Ein paar hübsche Bilder der letzten Tage (hauptsächlich APoD):
Merope & IC 349: Ein Blick auf den Stern Merope in den Plijaden. In der Nähe Meropes ist die hübsch anzuschauende Wolke IC 349. Der Stern übt mit seiner Gravitation eine derartige Anziehung auf die Wolke aus, dass diese langsam aber sicher von ihm auseinandergezogen und verdeckt wird. Sieht klasse aus.
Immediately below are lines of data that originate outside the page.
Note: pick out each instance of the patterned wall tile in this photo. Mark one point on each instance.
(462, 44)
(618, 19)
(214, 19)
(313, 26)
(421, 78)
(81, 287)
Kembles Kaskade: Manche Zufälle gibt es, das mag man kaum glauben. Dazu gehört wohl auch diese Ansicht, die man selbst mit einem starken Fernglas nachvollziehen können soll, Richtung Camelopardus (Sternbild Giraffe). Dort findet man eine Sternkonstellation mit dem Namen “Kembles Kaskade”. Sterne in einer fast geraden Linie. Allerdings sieht das nur von unserer Position in der Milchstraße betrachtet so aus. Trotzdem toll.
Der Rosen-Nebel: Es gibt zwar schon einige Bilder von dieser 4.500 Lichtjahre entfernten Galaxie, doch ist dieses ein Besonderes. Es wurde von Amateurastronomen gemacht. Will auch! Wo kann man? (6.12.2004)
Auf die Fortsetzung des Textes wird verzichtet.